Here is a list of diagnostic functions I've tried and their outputs, again thanks to @Kazz for the functions.

  • while (false !== ($info = curl_multi_info_read($multiHandle))) { print_r($info); } returns Array ( [msg] => 1 [result] => 7 [handle] => Resource id #1009 ) for each item (with +1 to each Resource id for each result following)
  • print_r(dns_get_record('openapi.etsy.com', DNS_A)); returns Array ( [0] => Array ( [host] => e8520.b.akamaiedge.net [class] => IN [ttl] => 0 [type] => A [ip] => 104.127.77.191 ) )
  • var_dump(exec('ping -c 3 openapi.etsy.com')); returns string(0) ""
  • exec('ping -c 3 openapi.etsy.com', $output); var_dump($output); returns array(0) { }
  • exec('ping -n 3 openapi.etsy.com', $output); var_dump($output); returns array(0) { }
  • this whole thing returns "TCP/IP Connection OK. Attempting to connect to '104.127.77.191' on port '80'...OK. Sending HTTP GET request...OK. Reading response: HTTP/1.1 301 Moved Permanently Server: AkamaiGHost Content-Length: 0 Location: openapi.etsy.com Date: Tue, 21 Feb 2023 02:34:15 GMT Connection: close Closing socket...OK."

It wouldn't surprise me if it's a minor typo causing this.
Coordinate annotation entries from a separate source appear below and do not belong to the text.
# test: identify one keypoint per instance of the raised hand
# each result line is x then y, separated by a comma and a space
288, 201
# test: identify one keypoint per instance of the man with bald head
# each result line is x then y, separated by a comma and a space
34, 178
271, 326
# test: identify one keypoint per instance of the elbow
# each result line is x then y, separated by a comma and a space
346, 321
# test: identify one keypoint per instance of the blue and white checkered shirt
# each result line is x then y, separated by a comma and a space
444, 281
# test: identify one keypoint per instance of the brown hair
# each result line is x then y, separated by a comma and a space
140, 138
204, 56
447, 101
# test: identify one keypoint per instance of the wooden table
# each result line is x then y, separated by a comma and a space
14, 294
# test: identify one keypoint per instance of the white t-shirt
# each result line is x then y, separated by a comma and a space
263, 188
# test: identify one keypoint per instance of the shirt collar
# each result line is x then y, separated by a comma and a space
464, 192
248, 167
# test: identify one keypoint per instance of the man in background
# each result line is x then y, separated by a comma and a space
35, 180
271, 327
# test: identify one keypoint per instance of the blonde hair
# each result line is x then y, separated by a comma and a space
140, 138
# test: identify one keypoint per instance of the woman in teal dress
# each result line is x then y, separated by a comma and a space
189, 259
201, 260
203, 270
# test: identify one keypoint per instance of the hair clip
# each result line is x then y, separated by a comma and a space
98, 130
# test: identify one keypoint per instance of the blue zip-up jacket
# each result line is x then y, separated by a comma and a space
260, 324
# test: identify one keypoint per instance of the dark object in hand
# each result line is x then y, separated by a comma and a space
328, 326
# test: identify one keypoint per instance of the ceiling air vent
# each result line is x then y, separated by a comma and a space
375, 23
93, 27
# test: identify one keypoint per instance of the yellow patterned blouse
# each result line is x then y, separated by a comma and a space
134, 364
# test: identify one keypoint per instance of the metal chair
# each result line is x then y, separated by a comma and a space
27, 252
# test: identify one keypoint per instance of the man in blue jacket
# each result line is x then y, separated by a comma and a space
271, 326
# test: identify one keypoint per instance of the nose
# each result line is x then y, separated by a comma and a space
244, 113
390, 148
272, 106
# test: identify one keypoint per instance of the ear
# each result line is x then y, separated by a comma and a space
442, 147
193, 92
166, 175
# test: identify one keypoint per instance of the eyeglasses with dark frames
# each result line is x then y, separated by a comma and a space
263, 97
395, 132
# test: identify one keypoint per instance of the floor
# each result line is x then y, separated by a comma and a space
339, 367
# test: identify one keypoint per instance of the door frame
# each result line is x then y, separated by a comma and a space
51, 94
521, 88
What is it?


Solution

  • So, the first answer I posted improved things from 0 to 7, but now things are improved from 7 to... 90ish? I don't think it consistently fails on the same number, and I'm not investigating further because only the first 10 calls per second are received by the server anyway.

    The second improvement came from updating PHP from version 7 to version 7.4.

    So, limiting curl_multi_exec to 10 calls, I can now loop out all the calls until it eventually hits a 503 error.

    Luckily, @Booboo's solution fixed it.

    So, in summary, the correct solutions are:

    • Limit the number of calls manually
    • Update PHP to at least 7.4. (More recent versions are unavailable for me to test, but more recent may be better.)
    • Use @Booboo's snippet to fix 503 errors. (Give it an upvote if you use it. It's only fair.)